Когда карета, прошуршав по гравию, замерла у ворот моего недостроенного чудовища на Невском, я выдохнул с облегчением. Здесь пахло по-настоящему: острой, щелочной пылью сырой извести и густой смолой свежих досок. Запах созидания. Запах стройки. Гаврила распахнул дверцу, и я, не дожидаясь помощи, шагнул в свой мир, где все было честно, грубо и подчинялось законам физики, а не придворному этикету.
В моей временной конторе, в пляшущем свете одинокого огарка, меня ждала Варвара Павловна. Перед ней, как вражеские знамена, лежала на столе стопка счетов. При моем появлении она подняла уставшие серые глаза, и в них был единственный вопрос, который она не решалась задать вслух.
– Плохо кончилось, Григорий Пантелеич? – ее голос был тих, эдакая деловая готовность к худшему.
– Скорее, вовремя, – бросил я, сбрасывая тяжелый сюртук на грубо сколоченную лавку. Налил себе в кружку остывшего чая из чайника. Горькая, холодная жижа обожгла горло, проясняя мысли. – С Галерной – отбой.
Ее плечи опустились, будто с них сняли невидимый груз.
– Не жалейте, Варвара Павловна, – я потер виски, пытаясь унять ноющую боль. – За красивым фасадом там интрига, в которую нам с вами лучше не встревать. Поверьте, тот дом принес бы одни только беды. Мы бы там все потеряли.
Она ничего не ответила, плотнее сжала губы и склонила голову, пряча взгляд.
– Ищите дальше, – Я смотрел на карту Петербурга, приколотую к стене. – Только теперь – не в центре. К черту все эти набережные. Подальше от двора. Мне нужно место, где можно будет жить, а со временем построить… настоящую фабрику. Свой причал, наверное. Значит участок у воды нужен. Думайте наперед. Нам нужно пространство.

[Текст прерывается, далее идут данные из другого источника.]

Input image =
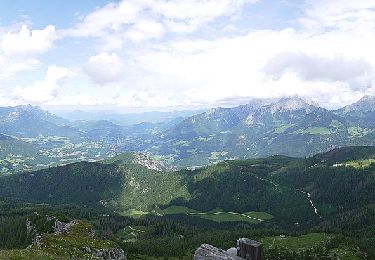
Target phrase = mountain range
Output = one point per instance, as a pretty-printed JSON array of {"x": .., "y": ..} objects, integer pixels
[
  {"x": 288, "y": 126},
  {"x": 327, "y": 198}
]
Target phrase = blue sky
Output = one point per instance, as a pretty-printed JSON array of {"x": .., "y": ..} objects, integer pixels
[{"x": 162, "y": 55}]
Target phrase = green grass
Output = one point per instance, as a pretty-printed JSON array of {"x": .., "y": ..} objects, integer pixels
[
  {"x": 134, "y": 213},
  {"x": 64, "y": 246},
  {"x": 297, "y": 243},
  {"x": 24, "y": 254},
  {"x": 281, "y": 129},
  {"x": 175, "y": 210},
  {"x": 216, "y": 215},
  {"x": 260, "y": 215},
  {"x": 315, "y": 131},
  {"x": 343, "y": 254},
  {"x": 131, "y": 233},
  {"x": 358, "y": 164},
  {"x": 227, "y": 217}
]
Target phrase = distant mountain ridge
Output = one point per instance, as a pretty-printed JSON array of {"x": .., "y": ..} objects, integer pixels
[{"x": 289, "y": 126}]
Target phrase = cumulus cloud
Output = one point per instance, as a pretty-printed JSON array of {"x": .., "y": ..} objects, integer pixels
[
  {"x": 42, "y": 91},
  {"x": 104, "y": 68},
  {"x": 19, "y": 50},
  {"x": 338, "y": 68},
  {"x": 28, "y": 42},
  {"x": 134, "y": 20}
]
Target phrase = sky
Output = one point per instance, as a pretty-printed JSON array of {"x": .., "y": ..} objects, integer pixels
[{"x": 184, "y": 54}]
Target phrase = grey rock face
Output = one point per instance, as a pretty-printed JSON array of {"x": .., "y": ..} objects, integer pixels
[
  {"x": 208, "y": 252},
  {"x": 110, "y": 254}
]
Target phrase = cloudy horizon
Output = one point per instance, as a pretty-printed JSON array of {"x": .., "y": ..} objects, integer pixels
[{"x": 166, "y": 55}]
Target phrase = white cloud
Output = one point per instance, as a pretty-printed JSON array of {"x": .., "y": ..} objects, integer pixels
[
  {"x": 138, "y": 20},
  {"x": 18, "y": 50},
  {"x": 354, "y": 71},
  {"x": 28, "y": 42},
  {"x": 41, "y": 91},
  {"x": 105, "y": 67}
]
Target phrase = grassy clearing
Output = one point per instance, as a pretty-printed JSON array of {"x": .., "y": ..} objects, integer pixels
[
  {"x": 259, "y": 215},
  {"x": 298, "y": 243},
  {"x": 315, "y": 131},
  {"x": 134, "y": 213},
  {"x": 344, "y": 254},
  {"x": 24, "y": 254},
  {"x": 176, "y": 210},
  {"x": 227, "y": 217},
  {"x": 131, "y": 233},
  {"x": 217, "y": 215}
]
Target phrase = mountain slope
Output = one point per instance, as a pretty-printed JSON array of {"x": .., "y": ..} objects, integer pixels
[
  {"x": 30, "y": 121},
  {"x": 290, "y": 189}
]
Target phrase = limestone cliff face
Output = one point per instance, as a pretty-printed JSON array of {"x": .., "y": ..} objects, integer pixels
[{"x": 208, "y": 252}]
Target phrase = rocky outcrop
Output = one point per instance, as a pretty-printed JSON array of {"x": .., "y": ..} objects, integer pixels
[
  {"x": 63, "y": 228},
  {"x": 110, "y": 254},
  {"x": 208, "y": 252},
  {"x": 246, "y": 249}
]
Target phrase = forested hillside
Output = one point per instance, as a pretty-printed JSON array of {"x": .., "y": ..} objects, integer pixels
[{"x": 330, "y": 194}]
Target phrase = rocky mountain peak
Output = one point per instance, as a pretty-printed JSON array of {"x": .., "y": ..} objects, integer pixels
[{"x": 290, "y": 104}]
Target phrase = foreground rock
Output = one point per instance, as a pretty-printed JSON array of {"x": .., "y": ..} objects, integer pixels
[{"x": 246, "y": 249}]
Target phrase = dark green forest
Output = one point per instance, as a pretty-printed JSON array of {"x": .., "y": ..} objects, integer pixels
[{"x": 323, "y": 205}]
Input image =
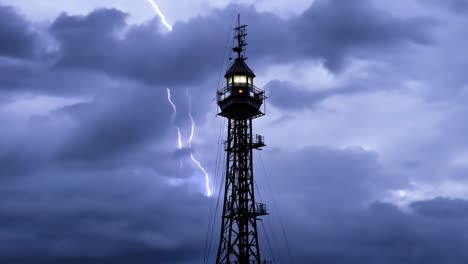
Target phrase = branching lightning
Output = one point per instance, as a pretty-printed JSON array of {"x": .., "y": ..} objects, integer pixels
[
  {"x": 192, "y": 133},
  {"x": 160, "y": 14}
]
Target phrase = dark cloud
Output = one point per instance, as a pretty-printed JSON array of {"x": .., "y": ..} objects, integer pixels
[
  {"x": 17, "y": 38},
  {"x": 442, "y": 207},
  {"x": 99, "y": 180},
  {"x": 458, "y": 6},
  {"x": 285, "y": 95},
  {"x": 337, "y": 30}
]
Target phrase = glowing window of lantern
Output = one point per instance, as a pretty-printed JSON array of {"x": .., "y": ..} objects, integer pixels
[{"x": 240, "y": 79}]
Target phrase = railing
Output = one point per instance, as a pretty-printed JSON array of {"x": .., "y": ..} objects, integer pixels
[
  {"x": 254, "y": 92},
  {"x": 258, "y": 210},
  {"x": 258, "y": 141},
  {"x": 253, "y": 262}
]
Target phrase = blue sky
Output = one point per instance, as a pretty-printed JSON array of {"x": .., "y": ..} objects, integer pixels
[{"x": 366, "y": 159}]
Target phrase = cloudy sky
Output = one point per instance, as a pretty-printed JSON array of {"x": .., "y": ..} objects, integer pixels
[{"x": 367, "y": 157}]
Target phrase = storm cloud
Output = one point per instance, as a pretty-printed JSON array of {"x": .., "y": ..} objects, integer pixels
[{"x": 366, "y": 156}]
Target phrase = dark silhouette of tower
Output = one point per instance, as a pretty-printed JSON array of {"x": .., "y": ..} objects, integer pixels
[{"x": 240, "y": 103}]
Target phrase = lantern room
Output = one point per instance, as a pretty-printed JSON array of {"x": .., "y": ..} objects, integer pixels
[{"x": 240, "y": 98}]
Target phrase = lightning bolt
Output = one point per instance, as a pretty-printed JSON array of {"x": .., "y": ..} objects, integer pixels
[
  {"x": 160, "y": 14},
  {"x": 207, "y": 177},
  {"x": 174, "y": 113},
  {"x": 192, "y": 132}
]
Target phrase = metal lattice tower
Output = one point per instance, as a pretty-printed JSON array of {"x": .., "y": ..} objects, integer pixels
[{"x": 240, "y": 102}]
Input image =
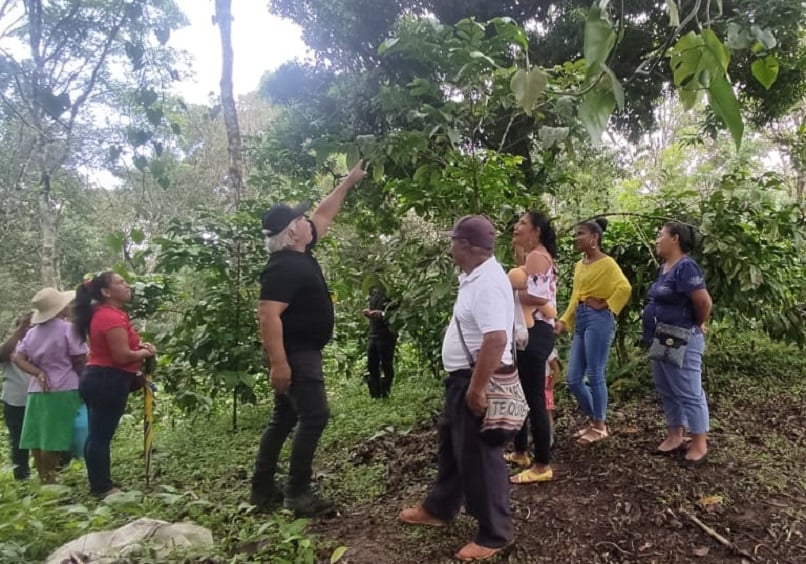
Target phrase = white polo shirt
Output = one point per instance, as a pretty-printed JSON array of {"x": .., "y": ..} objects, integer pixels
[{"x": 484, "y": 304}]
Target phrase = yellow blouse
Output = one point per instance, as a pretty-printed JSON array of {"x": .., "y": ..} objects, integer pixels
[{"x": 600, "y": 279}]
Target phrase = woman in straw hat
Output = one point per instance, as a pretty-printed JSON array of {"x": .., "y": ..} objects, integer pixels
[{"x": 54, "y": 356}]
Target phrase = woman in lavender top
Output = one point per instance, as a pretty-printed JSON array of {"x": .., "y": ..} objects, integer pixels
[
  {"x": 53, "y": 355},
  {"x": 678, "y": 297}
]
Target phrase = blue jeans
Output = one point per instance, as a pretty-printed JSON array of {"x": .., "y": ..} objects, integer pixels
[
  {"x": 105, "y": 391},
  {"x": 680, "y": 389},
  {"x": 470, "y": 472},
  {"x": 590, "y": 349}
]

Она подняла на меня удивленный взгляд. Фабрика? Причал? Я видел ее смятение, но остановиться уже не мог. Идея уже пустила корни.
Когда Варвара, сделав пометку в своей неизменной книге, уже поднялась, чтобы уйти, я остановил ее.
– И еще одно. Очень… деликатное.
Она замерла у двери, ее силуэт застыл на фоне темного коридора. Тишина в комнате стала густой. С улицы донесся далекий крик ночного сторожа: «Слу-у-ушай!».
– Мне нужно все, что вы сможете найти об одном человеке. Иван Петрович Кулибин.
Я произнес это имя почти шепотом, словно боясь спугнуть призрак. В моей прошлой жизни это была легенда. А здесь? Кто он сейчас? Забытый гений? Опустившийся старик?
– Где он, чем дышит, в каком он положении, – я смотрел на нее, пытаясь передать всю важность этой затеи. – Мне нужны факты. Но – предельно осторожно. Никто, вы слышите, – я понизил голос, – никто не должен знать, что я им интересуюсь. Наймите людей, заплатите втрое. Мне нужен результат как можно скорее.
Она не задала ни единого вопроса. Просто кивнула. По тому, как напряглось ее лицо, я понял, что она осознала – это большая игра, правила которой ей пока неизвестны.
Дверь за ней тихо закрылась. Я остался один. Подойдя к окну, я прижался лбом к холодному стеклу. Внизу лениво переругивались извозчики.
Аглая, Оболенский, Феофилакт… Чтоб им… икалось.
Возятся в своей банке с пауками, плетут интриги, ставят капканы. И меня пытаются втянуть в эту возню. Единственный способ выжить в этой банке – не быть пауком. Нужно стать стеклом. Твердым, прозрачным и абсолютно непроницаемым. И для этого у меня есть только один путь – делать то, чего не умеет никто из них. Строить. Создавать. Мне нужен проект. Огромный, сложный, государственный. Проект, который превратит меня из диковинной игрушки в стратегический ресурс Империи. В человека, которого проще наградить, чем убрать.
Подойдя к столу, я смахнул с него крошки и раскатал чистый лист бумаги. Перо, обмакнутое в чернила, на мгновение замерло над поверхностью.
Я сделал глубокий вдох и вывел наверху листа два слова. Не написал – вырезал, врезал в бумагу: Проект «Щит Империи»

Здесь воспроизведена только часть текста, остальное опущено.